This is one of the busiest times of year for us. But for a few stragglers, the calves have all arrived, and the bulls are running with the ladies. The long days means the chickens are heading towards peak egg production, and we’re keeping a close eye on the weather so we can get the best conditions for making hay and silage from our grass and herbal ley fields. As a multi-generational family we’re also juggling having the children at home all the time, along with two ongoing barn conversions and a new puppy. Gluttons and punishment spring to mind!

 

We’re beginning to see great environmental benefits of the bumblebird and wild bird seed mixes that we drilled last autumn, as part of our Countryside Stewardship commitment. This gives the soil a rest from the compaction and nutrient removal of grazing and haycrops. It also provides a stable source of food for bees, birds and butterflies.
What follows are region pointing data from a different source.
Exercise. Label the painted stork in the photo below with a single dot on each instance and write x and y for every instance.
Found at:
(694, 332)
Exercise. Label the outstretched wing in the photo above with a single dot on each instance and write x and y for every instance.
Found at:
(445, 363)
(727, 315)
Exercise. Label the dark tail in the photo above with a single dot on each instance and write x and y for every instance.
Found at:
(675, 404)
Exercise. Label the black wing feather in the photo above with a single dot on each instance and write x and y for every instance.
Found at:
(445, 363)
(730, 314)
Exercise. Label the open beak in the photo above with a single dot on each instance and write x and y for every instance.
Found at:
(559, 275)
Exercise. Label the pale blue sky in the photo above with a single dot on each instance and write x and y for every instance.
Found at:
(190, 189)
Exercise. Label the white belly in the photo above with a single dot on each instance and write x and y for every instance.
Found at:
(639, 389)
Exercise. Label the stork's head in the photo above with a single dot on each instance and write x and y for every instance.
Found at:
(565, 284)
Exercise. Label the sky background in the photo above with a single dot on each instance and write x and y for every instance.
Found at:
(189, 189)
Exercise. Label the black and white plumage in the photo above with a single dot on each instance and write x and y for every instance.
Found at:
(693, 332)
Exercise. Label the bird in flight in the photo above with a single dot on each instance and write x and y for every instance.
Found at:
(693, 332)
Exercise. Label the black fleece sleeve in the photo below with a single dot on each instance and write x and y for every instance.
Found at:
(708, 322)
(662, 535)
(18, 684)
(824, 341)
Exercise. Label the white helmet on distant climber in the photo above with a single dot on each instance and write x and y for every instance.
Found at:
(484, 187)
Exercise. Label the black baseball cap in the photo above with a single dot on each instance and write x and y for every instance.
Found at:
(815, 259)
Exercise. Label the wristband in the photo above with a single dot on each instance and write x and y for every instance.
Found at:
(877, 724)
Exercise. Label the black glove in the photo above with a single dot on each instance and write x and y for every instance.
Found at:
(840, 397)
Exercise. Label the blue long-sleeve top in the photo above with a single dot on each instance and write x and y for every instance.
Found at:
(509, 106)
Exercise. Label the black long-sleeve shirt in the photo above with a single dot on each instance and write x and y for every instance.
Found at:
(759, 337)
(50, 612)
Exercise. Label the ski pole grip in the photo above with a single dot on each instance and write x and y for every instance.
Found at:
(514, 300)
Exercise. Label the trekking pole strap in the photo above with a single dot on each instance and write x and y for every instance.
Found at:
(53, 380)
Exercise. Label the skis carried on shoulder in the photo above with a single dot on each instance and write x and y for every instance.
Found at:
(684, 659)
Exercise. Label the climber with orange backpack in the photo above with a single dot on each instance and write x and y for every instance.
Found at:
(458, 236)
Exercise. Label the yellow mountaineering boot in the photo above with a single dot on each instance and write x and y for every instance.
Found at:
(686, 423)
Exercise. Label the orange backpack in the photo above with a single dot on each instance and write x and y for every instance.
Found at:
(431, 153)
After five years, the whole crop will be cut and baled and then used for bedding, so eventually all the goodness will go back to the soil.

 

Ultimately the soil is front and centre of all that we do here. The modern combination of intensive tilling, lack of cover crops, synthetic fertilizers and pesticide use has left farmland stripped of the nutrients, minerals and microbes that support healthy plant life. Recent research suggests that conventional farming is using topsoil at around ten times the rate that it is being replaced. This means we could only have around 60 years of top soil left. Without it, the earth’s ability to filter water, absorb carbon, and feed people plunges. Not only that, but the food we do grow will probably be lower in vital nutrients.

 

“Regenerative Agriculture” describes farming and grazing practices that aims to reverse climate change by rebuilding soil organic matter and restoring degraded soil biodiversity – resulting in both carbon drawdown and improving the water cycle. In our case, this involves planting deep-rooted plants like Chicory, Timothy and Yarrow, to prevent loss of soil through erosion and run-off. We have to be very disciplined and not overgraze our fields. We work on the premise that the cattle should be eating a third, leaving a third and wasting a third as it is trodden in to the soil. This, along with the manure that is also trodden in and the organic compost we apply, gives nutrients back and increases the levels of organic matter in the soil, improving both its quality and quantity. At this time of year, when the weather can be so variable, this grazing pattern does require us to hold our nerve a bit and make sure we’re managing it effectively. Ensuring we have enough grass, hay and silage to last the year is a constant background worry.

 

However, the benefits, not just to the quality of the beef and eggs we produce, but also environmentally are clear. Just in the last few weeks we have seen two hares on the farm, along with Goldfinches, Meadow Brown butterflies, and the recent return of the bumblebees. My children were recently fascinated watching the transformation of the caterpillars we found on some nettles to beautiful Peacock butterflies. Ultimately we are just custodians of this little corner of Somerset and it strikes me that this method of agriculture is what farming is truly about – preserving the land in the best heart that you can for generations to come.